The perfect law of liberty that James wrote about is not the law of ancient Israel but the standard of all Christian behavior. For the perfect law is both a gift and a demand. It is perfect in comparison with the Gentile codes of law; and better still, it is perfect because it comes from God. (Jas. 1:17) “The law of the LORD is perfect, converting the soul. The testimony of the LORD is sure, making wise the simple.” (Psm. 19:7) When we think of the law we think of something that keeps us from having fun. But here we see the opposite – the law that makes us free, makes us wise, gives joy to the heart, gives light to the eyes, warns us, and rewards us. That is because God’s laws are guidelines and lights to our path, rather than chains on our hands and feet. They point at danger and warn us, then point at success and guide us.
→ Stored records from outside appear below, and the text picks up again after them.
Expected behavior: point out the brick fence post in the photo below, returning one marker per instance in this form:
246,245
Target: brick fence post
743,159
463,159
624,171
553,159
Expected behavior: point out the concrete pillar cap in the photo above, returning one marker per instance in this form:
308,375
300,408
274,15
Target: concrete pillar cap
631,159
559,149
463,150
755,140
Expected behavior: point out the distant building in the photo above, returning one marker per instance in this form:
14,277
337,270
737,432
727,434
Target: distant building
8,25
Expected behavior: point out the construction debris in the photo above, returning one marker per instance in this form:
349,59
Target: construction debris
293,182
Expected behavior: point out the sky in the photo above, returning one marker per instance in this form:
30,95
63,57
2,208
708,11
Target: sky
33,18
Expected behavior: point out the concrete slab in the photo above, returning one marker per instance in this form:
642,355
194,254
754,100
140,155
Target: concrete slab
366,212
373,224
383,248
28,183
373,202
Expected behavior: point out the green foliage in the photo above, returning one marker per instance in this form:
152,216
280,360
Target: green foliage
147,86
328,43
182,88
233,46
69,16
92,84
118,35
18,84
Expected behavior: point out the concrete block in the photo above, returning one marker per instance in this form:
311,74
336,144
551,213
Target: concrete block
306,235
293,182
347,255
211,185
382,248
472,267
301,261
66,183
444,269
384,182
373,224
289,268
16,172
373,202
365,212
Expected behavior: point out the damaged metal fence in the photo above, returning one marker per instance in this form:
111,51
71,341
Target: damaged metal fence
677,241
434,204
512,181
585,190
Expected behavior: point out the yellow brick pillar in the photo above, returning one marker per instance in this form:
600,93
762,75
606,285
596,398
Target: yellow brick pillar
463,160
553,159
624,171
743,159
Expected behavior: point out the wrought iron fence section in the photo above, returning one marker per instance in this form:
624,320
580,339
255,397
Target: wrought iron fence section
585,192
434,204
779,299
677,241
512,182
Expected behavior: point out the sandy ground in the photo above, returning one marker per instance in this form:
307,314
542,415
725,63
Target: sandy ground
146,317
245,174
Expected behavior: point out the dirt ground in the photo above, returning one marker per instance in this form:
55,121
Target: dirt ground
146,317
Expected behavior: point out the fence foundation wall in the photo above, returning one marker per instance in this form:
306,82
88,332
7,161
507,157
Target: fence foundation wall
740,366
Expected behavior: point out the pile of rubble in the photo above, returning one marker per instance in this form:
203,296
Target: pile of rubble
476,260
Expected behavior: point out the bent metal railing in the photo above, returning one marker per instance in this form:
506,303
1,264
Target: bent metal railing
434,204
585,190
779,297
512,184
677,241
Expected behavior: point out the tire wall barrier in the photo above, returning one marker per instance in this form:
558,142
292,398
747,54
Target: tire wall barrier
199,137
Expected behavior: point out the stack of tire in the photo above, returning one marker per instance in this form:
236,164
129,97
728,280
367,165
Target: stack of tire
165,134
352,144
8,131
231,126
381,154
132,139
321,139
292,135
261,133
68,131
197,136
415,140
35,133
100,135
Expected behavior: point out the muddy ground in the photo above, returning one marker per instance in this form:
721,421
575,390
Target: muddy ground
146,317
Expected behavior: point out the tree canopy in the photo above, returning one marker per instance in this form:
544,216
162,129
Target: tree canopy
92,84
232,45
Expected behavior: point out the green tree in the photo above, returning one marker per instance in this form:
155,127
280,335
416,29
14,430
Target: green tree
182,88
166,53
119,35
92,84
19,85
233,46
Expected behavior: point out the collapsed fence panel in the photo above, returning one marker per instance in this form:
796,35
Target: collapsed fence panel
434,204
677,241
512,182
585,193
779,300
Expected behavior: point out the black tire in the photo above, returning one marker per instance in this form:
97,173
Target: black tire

James wrote: “So speak and so do as those who will be judged by the law of liberty.” (Jas. 2:12) The Ten Commandments are used for the judgment of our present lives and also at the Lord’s return. (Rom. 2:12; Ecc. 12:13-14) As Christians we are saved by God’s free gift (grace) through faith, not by keeping of the law. But as Christians, we are also required to obey the Lord Jesus Christ who will judge everyone. (Jn. 5:22; Acts 17:31)
“For we must all appear before the judgment seat of Christ, that each one may receive the things done in the body, according to what he has done, whether good or bad.” (2 Cor. 5:10)
God’s grace does not cancel our duty to obey Him; it gives our obedience a new basis. The law is no longer an external set of rules, but it is a “law of liberty” – one we joyfully and willingly carry out, because we love God and because we have the power of the Holy Spirit to carry it out.